In the second half of last season, shooting guard Jrue Holiday and Davis established themselves as two of the best two-way players in the league. Davis fished third in MVP votes behind James Harden and LeBron James, and bith he and Jrue Holiday were named to the 2018 NBA All-Defensive First Team.

In discovering their identity, the Pelicans found their niche in pushing the pace. They finished last season as the league’s fastest team and will look to make pace permanently a part of their brand.

“I think you got to be consistent, you know, asking the guys to run on every possession,” Gentry said on how the Pels’ pace can be even faster. “The really good running teams are the teams that run even when you think there’s not anything there and you create something at just the pace that you play at.”

To fill the hole left by Cousins, the Pelicans quickly signed former Laker Julius Randle to a two-year, $18 million deal. Randle, a former frontcourt lottery pick out of Kentucky, is noted for his passing and ball-handling skills. His skillset helped the Lakers finish as the league’s runner-up in pace.

Gentry expressed an excitement for Randle, noting his that playmaking ability will give them some of the things Cousins could do and help start fast breaks.

One other position that was left vacant this offseason was the departure of point guard Rajon Rondo, signing a one-year deal with the Lakers worth $9 million. The Pels will bank on the now-blossomed leadership of Davis and Holiday to run the show along with free agent signing and Gretna native, Elfrid Payton running the point. Gentry also noted that Payton was second in the league at finishing at the rim after Russell Westbrook and that this will be his first season playing in the open court with an elite big like Davis.

“Elfrid brings a dynamic where, him and Jrue in the backcourt, to me is the best defensive backcourt in the league,” Davis said.

Gentry did not want to commit to confirming who will be a part of the starting lineup on opening night, but rather that it would be something to evaluate in camp and practices. In the postseason, the Pels started a frontcourt featuring Davis and Nikola Mirotic. There was mention of a possible “super” frontcourt lineup in the works featuring Davis, Randle, and Mirotic on the floor at the same time but this experiment is also something that will be evaluated in practice and possibly preseason.

“I think anyone of us can play the three, four, or five,” Davis said. “It’s a big line up, with Jrue and Elfird in the backcourt…I think it’s a cool idea.”

Other notable additions for the team include veteran Jarrett Jack, who makes his return to New Orleans, and center Jahil Okafor. Okafor, who was originally the third overall pick by Philadelphia in 2015, described Holiday as the most elite guard he has ever played with.

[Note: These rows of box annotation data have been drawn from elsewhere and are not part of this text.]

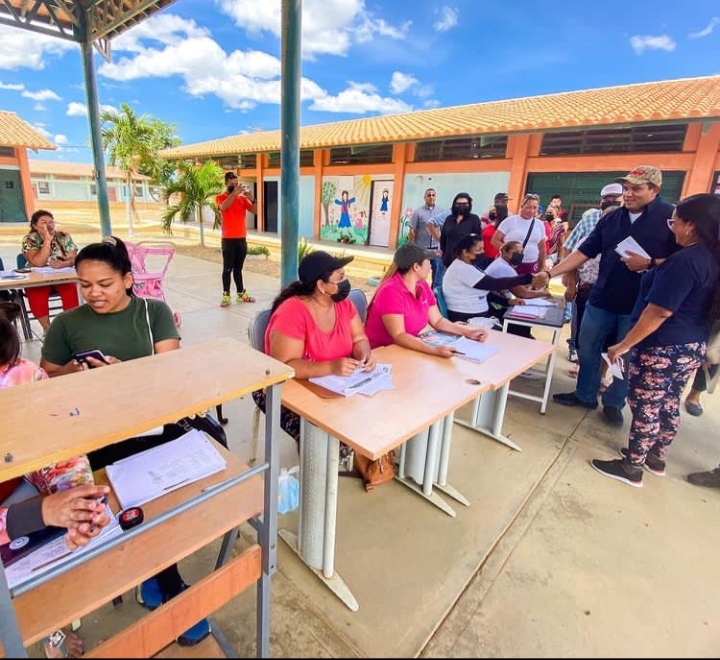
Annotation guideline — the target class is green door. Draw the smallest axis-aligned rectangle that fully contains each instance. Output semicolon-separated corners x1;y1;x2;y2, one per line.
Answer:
0;169;27;222
526;172;685;227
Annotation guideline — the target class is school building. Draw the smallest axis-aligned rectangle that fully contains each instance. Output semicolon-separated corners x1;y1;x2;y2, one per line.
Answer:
162;76;720;247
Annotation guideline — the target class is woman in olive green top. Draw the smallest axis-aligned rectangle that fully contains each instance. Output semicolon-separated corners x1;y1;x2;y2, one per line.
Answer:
40;237;210;646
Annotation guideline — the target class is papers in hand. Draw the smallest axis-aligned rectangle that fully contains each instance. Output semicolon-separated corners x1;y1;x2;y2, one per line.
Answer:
308;364;395;396
602;353;624;380
105;429;225;509
420;330;500;362
5;504;122;589
615;236;650;259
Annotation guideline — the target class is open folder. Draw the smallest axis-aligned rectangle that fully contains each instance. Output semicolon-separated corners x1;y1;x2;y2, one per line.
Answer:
105;429;225;509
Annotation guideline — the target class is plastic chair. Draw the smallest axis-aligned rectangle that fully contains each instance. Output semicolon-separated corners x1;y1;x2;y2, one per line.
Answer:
125;241;181;327
248;308;272;465
349;289;367;323
433;286;448;318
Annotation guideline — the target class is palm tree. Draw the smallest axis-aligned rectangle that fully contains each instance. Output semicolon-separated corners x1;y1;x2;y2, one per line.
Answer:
100;103;178;236
162;161;223;247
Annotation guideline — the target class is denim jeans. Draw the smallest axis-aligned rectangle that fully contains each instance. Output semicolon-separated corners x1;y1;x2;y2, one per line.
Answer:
575;304;632;408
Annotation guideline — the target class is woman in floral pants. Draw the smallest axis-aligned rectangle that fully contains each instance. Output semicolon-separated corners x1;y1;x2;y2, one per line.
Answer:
591;194;720;487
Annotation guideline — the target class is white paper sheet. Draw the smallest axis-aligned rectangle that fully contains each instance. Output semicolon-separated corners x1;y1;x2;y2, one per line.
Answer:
615;236;650;259
308;364;395;396
106;429;225;509
5;504;122;589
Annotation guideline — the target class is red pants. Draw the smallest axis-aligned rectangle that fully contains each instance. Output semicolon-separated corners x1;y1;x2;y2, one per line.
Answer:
25;282;80;319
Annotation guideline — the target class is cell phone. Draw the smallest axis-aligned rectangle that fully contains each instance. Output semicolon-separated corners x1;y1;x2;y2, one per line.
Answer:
73;348;110;369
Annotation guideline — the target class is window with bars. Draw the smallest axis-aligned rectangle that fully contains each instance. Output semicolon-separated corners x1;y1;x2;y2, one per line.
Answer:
540;124;687;156
268;149;315;168
330;144;392;165
415;135;507;163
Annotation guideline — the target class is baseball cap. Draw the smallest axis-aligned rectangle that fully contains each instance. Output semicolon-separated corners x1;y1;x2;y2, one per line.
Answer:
298;250;355;284
600;182;623;197
616;165;662;188
393;243;437;268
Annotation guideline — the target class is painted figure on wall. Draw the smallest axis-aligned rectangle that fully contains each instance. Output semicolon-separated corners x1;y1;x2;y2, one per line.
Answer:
380;188;390;213
335;190;355;229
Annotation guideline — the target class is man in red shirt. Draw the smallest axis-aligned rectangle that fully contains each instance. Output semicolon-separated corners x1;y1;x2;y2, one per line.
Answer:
215;172;255;307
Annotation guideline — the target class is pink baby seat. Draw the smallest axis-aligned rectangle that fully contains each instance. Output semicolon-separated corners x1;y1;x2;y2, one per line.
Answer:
126;241;181;327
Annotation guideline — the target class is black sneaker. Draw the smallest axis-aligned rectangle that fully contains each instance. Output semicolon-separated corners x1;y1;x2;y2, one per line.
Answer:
620;447;665;477
553;392;597;410
686;467;720;488
603;406;623;426
590;458;642;488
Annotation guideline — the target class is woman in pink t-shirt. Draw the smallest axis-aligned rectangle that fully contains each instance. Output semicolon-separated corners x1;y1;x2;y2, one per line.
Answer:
365;243;487;357
253;250;376;441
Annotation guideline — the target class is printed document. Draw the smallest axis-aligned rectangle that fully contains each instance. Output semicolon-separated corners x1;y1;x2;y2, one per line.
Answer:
105;429;225;509
308;364;395;396
615;236;650;259
5;504;122;589
420;330;500;363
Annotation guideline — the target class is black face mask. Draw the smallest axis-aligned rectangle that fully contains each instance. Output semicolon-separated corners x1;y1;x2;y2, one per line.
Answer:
330;280;350;302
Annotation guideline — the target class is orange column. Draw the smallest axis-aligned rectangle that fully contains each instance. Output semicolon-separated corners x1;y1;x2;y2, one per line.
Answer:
682;122;720;197
15;147;35;220
313;149;325;239
507;133;531;211
389;142;415;248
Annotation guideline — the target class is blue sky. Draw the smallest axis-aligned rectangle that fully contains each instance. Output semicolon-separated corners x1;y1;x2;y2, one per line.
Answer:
0;0;720;162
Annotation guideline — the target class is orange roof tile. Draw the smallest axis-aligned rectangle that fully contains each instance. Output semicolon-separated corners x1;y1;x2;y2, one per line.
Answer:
160;76;720;159
28;158;150;181
0;110;57;151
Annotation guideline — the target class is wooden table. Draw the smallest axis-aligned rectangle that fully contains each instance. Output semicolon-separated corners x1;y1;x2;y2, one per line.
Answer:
455;330;556;451
0;339;293;657
280;346;491;611
0;269;80;339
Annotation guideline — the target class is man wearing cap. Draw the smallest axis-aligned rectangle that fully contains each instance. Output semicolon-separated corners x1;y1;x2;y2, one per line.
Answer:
560;182;623;362
408;188;448;286
546;165;678;426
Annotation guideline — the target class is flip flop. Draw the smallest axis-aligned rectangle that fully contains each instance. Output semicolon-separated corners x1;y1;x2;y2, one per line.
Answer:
685;401;703;417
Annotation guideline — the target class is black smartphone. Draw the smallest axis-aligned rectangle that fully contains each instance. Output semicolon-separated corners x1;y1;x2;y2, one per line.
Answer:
73;348;110;369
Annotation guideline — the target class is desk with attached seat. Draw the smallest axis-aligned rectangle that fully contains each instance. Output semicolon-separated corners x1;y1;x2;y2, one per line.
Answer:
0;339;293;657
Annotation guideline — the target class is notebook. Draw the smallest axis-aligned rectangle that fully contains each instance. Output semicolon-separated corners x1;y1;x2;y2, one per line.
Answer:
105;429;226;509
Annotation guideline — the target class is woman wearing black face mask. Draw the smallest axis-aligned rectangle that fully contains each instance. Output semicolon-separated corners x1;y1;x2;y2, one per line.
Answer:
440;193;482;268
253;250;376;441
442;234;532;321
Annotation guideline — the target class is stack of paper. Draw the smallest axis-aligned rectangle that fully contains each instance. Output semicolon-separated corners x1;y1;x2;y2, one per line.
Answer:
5;504;122;589
106;429;225;509
420;330;500;362
308;364;395;396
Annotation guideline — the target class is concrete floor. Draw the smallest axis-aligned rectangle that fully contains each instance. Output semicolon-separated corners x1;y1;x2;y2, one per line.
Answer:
7;247;720;657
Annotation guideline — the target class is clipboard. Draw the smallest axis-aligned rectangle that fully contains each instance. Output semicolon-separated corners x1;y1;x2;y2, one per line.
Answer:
295;378;345;399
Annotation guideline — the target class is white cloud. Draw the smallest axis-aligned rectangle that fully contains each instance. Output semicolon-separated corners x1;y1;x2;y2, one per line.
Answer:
630;34;677;55
215;0;411;58
390;71;420;94
21;89;62;101
103;11;410;115
433;5;459;32
0;25;78;71
310;82;412;114
688;16;720;39
65;101;117;117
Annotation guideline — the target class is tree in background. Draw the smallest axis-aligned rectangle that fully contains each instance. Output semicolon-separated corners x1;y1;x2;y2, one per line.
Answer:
100;103;180;235
162;161;224;247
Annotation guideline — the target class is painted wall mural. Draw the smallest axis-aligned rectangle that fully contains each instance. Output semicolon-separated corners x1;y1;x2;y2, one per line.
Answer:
320;174;393;245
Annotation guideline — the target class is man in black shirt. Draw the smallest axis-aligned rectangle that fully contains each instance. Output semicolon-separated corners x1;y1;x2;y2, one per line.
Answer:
546;165;677;426
440;193;482;268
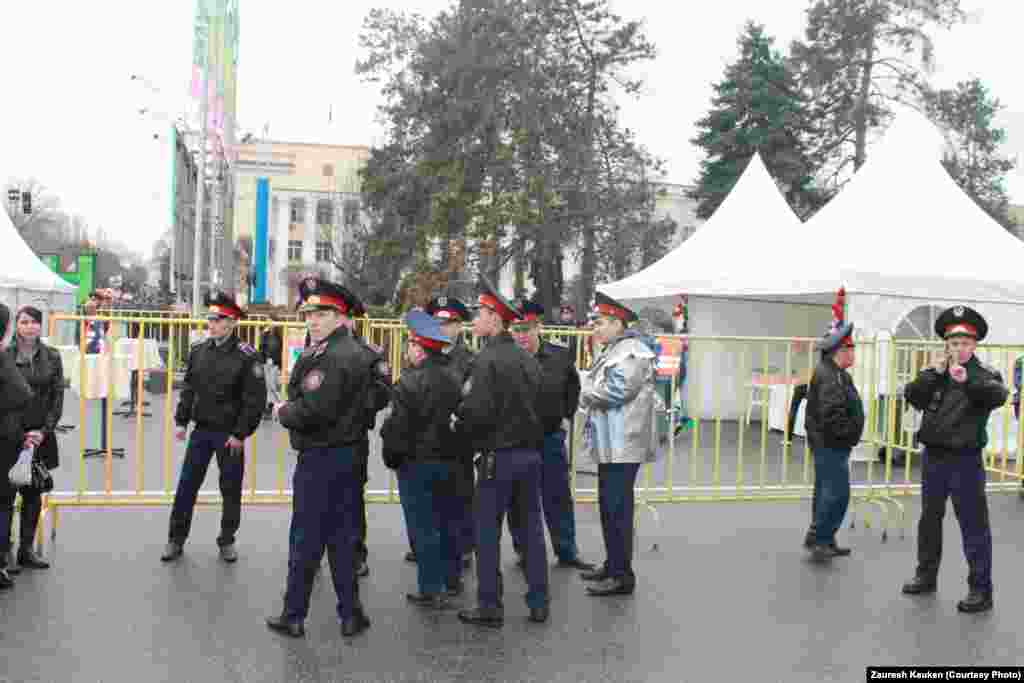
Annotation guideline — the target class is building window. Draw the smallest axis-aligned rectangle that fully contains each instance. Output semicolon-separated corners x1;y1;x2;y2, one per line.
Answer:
316;200;334;225
290;198;306;223
343;200;359;227
316;242;333;263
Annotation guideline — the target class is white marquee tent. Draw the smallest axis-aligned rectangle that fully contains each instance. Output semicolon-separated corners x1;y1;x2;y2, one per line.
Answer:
0;201;76;325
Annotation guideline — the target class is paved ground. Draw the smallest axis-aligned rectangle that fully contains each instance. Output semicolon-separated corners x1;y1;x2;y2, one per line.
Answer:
0;483;1024;682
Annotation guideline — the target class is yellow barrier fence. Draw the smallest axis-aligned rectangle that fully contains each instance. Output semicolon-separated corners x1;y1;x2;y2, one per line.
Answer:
18;313;1024;557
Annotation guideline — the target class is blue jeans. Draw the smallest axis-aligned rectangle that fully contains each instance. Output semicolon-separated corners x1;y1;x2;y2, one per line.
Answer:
597;463;640;583
812;449;850;546
508;429;579;562
398;462;461;595
168;429;246;546
476;449;548;608
918;446;992;593
285;446;362;622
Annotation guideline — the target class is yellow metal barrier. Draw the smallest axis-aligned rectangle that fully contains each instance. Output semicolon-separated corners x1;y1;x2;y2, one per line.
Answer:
25;313;1024;557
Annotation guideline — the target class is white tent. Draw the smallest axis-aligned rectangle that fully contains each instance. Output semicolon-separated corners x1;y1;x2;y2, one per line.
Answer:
0;202;76;325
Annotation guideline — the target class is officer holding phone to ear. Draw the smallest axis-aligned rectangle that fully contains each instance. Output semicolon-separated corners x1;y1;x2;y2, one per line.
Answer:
903;306;1009;612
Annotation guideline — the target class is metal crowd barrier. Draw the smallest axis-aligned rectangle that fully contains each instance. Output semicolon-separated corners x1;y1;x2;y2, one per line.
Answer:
18;313;1024;557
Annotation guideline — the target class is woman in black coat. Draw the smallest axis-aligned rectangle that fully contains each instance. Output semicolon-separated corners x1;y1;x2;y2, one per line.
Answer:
0;303;32;590
0;306;63;571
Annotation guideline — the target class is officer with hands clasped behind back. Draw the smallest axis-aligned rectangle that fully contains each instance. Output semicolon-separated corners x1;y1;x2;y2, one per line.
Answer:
161;293;266;562
456;280;549;627
381;310;469;609
266;279;374;637
509;301;594;571
903;306;1009;612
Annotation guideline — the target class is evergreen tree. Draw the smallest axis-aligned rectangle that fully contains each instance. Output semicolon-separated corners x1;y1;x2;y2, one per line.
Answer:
689;22;821;218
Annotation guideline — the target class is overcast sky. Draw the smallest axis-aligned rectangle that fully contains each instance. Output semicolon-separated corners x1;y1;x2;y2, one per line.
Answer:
0;0;1024;255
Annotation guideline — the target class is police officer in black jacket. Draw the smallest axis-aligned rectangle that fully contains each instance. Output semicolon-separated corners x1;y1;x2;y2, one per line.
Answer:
805;290;864;562
0;303;32;590
381;310;468;609
419;296;476;567
903;306;1010;612
266;279;374;637
457;280;548;627
508;301;594;571
160;292;266;562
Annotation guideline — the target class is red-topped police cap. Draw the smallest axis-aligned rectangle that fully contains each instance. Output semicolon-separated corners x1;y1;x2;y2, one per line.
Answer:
426;296;469;323
406;310;452;351
935;306;988;341
594;292;639;324
299;278;364;316
205;292;246;321
476;275;519;323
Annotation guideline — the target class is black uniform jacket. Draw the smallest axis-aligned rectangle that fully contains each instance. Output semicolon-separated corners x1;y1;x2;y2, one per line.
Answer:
174;335;266;440
537;342;580;434
0;353;32;466
6;343;63;470
278;327;373;452
804;358;864;449
381;353;462;469
904;355;1010;449
458;332;544;452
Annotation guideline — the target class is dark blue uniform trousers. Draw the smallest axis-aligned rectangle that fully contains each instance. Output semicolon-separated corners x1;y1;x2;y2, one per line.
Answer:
918;446;992;593
476;449;548;608
508;429;579;562
285;446;362;622
811;449;850;546
597;463;640;584
398;462;462;595
168;429;246;546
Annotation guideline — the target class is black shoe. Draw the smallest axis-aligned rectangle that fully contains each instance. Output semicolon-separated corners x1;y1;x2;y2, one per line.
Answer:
160;541;182;562
266;614;306;638
341;609;370;638
580;565;608;581
459;607;505;629
555;557;595;571
956;588;992;614
406;593;451;609
587;578;636;596
903;575;939;595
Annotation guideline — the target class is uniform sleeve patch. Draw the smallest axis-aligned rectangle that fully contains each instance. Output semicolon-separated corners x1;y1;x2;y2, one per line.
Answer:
302;370;324;391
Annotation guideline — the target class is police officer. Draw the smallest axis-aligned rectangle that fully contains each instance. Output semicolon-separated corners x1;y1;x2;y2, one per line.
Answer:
266;279;373;637
381;310;468;609
457;279;548;627
161;292;266;562
509;301;594;571
421;296;476;568
903;306;1009;612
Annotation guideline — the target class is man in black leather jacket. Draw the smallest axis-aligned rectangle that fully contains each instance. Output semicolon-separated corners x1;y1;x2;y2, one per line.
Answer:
381;310;468;609
457;280;549;627
903;306;1010;612
805;290;864;562
161;293;266;562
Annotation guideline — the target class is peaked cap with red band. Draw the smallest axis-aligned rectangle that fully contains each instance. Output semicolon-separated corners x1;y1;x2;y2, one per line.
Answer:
818;287;854;353
298;278;366;316
593;292;640;324
935;306;988;341
476;275;519;323
425;296;469;323
205;292;246;321
406;310;452;351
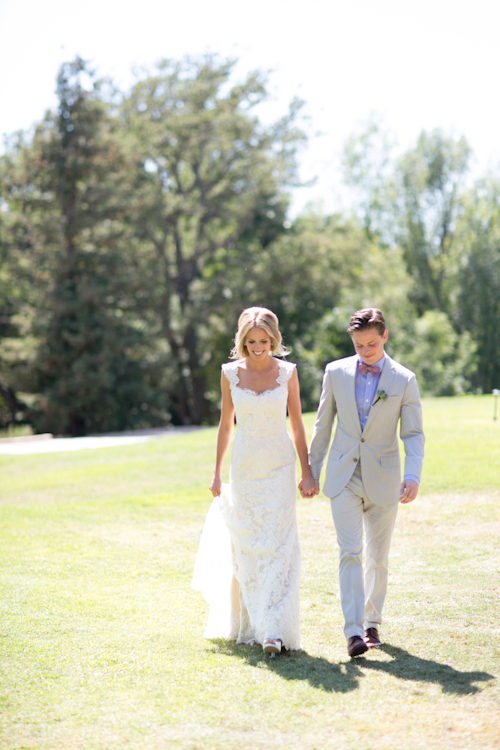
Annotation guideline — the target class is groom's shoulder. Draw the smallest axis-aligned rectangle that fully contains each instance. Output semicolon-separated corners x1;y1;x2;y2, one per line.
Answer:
325;354;358;373
385;353;415;380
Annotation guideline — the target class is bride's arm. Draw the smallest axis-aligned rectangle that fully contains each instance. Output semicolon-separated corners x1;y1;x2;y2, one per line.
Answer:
288;369;316;495
209;372;234;497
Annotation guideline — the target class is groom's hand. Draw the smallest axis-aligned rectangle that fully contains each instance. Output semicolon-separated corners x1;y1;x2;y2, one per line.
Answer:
399;479;418;505
299;477;319;497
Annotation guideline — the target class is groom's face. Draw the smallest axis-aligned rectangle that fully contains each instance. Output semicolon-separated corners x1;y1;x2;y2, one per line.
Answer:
351;328;389;365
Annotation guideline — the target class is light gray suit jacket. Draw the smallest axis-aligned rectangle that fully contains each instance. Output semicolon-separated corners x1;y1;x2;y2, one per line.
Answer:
309;354;424;505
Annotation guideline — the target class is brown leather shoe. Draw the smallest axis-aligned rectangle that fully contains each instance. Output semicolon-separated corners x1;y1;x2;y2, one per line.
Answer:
347;635;368;657
364;628;382;648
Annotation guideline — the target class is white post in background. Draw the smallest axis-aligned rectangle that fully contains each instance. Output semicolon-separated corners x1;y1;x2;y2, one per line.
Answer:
492;388;500;421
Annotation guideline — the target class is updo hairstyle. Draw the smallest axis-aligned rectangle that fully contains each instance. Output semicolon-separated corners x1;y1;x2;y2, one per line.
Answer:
231;307;290;359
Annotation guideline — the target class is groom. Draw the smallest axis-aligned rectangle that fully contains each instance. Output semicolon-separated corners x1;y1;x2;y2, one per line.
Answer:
309;308;424;657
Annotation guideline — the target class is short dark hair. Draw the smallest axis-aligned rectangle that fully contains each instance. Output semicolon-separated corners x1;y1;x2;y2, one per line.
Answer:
347;307;386;336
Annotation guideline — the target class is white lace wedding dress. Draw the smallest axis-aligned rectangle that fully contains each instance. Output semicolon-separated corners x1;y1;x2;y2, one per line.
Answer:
192;361;300;649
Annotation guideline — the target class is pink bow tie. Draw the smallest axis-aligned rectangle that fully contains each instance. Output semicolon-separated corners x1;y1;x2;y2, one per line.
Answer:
359;362;380;375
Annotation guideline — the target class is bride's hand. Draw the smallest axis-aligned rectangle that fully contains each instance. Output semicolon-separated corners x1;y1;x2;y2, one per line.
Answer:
299;476;318;497
208;476;222;497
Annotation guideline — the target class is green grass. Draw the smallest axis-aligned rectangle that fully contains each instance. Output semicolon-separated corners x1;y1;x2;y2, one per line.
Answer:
0;396;500;750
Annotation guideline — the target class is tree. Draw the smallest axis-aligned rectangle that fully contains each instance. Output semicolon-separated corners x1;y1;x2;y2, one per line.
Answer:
1;59;168;435
398;130;471;316
343;121;471;319
122;56;303;424
457;176;500;393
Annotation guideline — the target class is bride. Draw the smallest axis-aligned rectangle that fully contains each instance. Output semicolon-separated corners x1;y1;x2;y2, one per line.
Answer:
192;307;315;654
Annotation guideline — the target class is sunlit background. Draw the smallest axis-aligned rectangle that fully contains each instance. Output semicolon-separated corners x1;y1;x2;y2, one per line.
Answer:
0;0;500;213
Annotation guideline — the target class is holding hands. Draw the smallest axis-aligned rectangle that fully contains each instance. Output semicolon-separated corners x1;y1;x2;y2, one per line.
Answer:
299;474;319;497
208;474;222;497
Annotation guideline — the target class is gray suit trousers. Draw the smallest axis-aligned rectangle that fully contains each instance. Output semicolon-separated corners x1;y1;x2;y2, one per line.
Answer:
331;463;398;638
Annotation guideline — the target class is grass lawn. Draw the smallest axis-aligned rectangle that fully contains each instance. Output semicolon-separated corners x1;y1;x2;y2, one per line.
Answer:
0;396;500;750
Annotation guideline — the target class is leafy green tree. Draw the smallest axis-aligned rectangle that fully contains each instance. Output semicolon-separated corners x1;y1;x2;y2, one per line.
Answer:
122;56;303;424
457;176;500;393
1;59;165;435
398;130;471;316
343;121;471;319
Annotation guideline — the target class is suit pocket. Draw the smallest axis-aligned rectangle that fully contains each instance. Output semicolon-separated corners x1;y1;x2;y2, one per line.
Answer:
380;456;399;469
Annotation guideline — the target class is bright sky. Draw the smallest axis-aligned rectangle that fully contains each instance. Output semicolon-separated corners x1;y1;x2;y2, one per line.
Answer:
0;0;500;210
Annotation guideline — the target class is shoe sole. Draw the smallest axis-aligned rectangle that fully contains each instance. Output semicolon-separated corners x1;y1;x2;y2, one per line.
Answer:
264;643;281;654
348;643;368;658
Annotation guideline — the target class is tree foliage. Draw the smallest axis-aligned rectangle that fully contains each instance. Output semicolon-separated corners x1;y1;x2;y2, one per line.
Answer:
0;65;500;435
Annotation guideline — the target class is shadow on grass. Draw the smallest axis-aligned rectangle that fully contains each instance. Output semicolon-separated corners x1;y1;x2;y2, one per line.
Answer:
212;639;363;693
368;644;495;695
212;639;495;695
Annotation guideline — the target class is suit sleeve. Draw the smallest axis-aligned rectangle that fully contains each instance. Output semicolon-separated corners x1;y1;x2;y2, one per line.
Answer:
399;377;425;481
309;370;337;480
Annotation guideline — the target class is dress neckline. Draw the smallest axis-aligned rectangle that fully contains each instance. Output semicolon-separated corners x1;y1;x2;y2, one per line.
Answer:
234;359;282;396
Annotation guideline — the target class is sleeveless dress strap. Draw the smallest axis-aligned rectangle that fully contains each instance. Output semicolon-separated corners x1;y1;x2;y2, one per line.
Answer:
222;362;240;390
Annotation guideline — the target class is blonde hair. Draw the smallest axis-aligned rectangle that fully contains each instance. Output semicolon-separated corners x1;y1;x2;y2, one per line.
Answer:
231;307;290;359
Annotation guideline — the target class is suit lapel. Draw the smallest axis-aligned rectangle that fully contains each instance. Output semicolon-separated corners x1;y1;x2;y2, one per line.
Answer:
344;355;362;434
365;354;396;432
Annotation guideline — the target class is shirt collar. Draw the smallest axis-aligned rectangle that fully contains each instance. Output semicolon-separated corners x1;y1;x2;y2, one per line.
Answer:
358;352;385;372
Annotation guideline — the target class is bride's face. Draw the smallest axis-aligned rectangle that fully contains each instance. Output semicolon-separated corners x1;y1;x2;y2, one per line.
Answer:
245;328;271;362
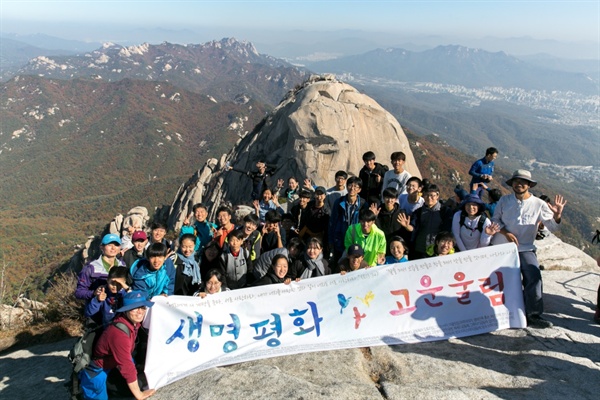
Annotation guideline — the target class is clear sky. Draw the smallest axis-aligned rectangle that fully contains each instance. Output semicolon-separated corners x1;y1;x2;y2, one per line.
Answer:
0;0;600;57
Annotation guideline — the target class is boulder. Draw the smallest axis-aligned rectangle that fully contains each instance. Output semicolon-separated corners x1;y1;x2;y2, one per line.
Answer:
168;75;421;230
535;234;596;271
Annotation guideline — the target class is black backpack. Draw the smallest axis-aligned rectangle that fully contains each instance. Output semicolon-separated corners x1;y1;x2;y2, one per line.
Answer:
66;322;131;400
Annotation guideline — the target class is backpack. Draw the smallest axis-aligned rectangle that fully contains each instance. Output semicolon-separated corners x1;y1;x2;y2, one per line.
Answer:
66;322;131;400
458;212;487;232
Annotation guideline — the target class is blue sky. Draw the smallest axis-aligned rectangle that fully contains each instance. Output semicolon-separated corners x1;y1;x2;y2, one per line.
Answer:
0;0;600;40
0;0;600;57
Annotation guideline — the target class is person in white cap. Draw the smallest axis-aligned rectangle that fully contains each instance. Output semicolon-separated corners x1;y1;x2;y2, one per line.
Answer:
492;169;567;328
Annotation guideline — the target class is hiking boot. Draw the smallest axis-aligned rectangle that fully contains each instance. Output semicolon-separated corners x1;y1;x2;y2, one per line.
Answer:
527;314;554;329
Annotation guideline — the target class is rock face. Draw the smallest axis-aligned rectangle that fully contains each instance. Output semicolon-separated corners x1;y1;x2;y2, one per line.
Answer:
169;76;421;229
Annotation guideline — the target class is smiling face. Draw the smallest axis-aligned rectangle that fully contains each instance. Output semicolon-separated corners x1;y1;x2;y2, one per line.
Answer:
102;242;121;258
392;160;404;173
348;256;364;271
298;197;310;208
423;192;440;208
194;207;208;222
390;241;404;260
180;239;196;257
406;181;421;194
228;236;244;253
437;240;454;256
106;278;124;294
263;189;273;203
335;176;346;188
465;203;479;217
306;243;323;260
148;256;167;271
133;239;148;253
346;183;361;197
273;257;288;279
152;228;167;243
511;178;531;195
265;222;278;232
206;275;222;294
383;197;396;211
125;306;146;324
360;221;375;235
244;221;257;236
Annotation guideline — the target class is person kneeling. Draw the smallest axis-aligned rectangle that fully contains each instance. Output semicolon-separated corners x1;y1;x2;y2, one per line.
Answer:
79;290;155;399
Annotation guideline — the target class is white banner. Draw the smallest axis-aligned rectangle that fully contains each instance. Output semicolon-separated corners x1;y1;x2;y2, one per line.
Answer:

Small forward Solomon Hill said that when he returned last season he was never 100 percent, but said that he felt like his hamstring was twice as strong at this point entering camp. Reserve center Alexis Ajinca still has not been medically cleared to play but hopes to return soon. Rookie Frank Jackson has also been medically cleared for camp with no restrictions, though they may proceed with caution.

The Pelicans will open their preseason schedule on Sunday, September 30 at 6 p.m. in Chicago against the Bulls.